Mas, durante sua visita, os avisos da administração de Reagan para que os alemães ocidentais não pegassem leve com Honecker parecem ter surtido efeito. Ele ficou isolado ouvindo as acusações de atentados contra os direitos humanos.
Mas o muro de Berlim ainda estava em pé
O muro ainda demoraria 2 anos para cair.
E tudo aconteceu de maneira completamente inesperada. Tanto que 3 pessoas morreram tentando fugir no ano de sua queda, em 1989.
Uma pesquisa de 1987 entre os alemães ocidentais mostrou que quase 80% deles não acreditavam que o muro fosse cair ainda no século XX.
Felizmente eles estavam errados.
Essa é outra história que merece um post próprio.
Consequências das políticas e do discurso de Reagan em Berlim
A política de Reagan e sua visita a Berlim, há exatos 30 anos, teve uma contribuição, ainda que de difícil mensuração, para a queda do muro de Berlim e para a reunificação do país.

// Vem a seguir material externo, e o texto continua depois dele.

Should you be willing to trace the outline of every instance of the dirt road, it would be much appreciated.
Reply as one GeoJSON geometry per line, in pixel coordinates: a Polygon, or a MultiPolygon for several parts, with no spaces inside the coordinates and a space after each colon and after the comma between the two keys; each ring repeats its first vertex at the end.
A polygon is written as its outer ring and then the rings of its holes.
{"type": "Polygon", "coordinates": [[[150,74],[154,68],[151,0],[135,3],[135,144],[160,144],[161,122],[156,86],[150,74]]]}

Por mais que o presidente americano tivesse sido aconselhado por alemães e americanos a pegar leve no discurso para não deteriorar sua relação com Gorbachev, ele ousou e fez história.
E nós aqui estamos a contando pra você.
É como dizemos: Berlim é o principal palco da história do século XX.
Fontes
Zolling, Peter. Deutsche Geschichte von 1871 bis zur Gegenwart. dtv, 2009.
Hertle, Hans-Hermann. The Berlin Wall Story, Biography of a monument. Ch. Links, 2016.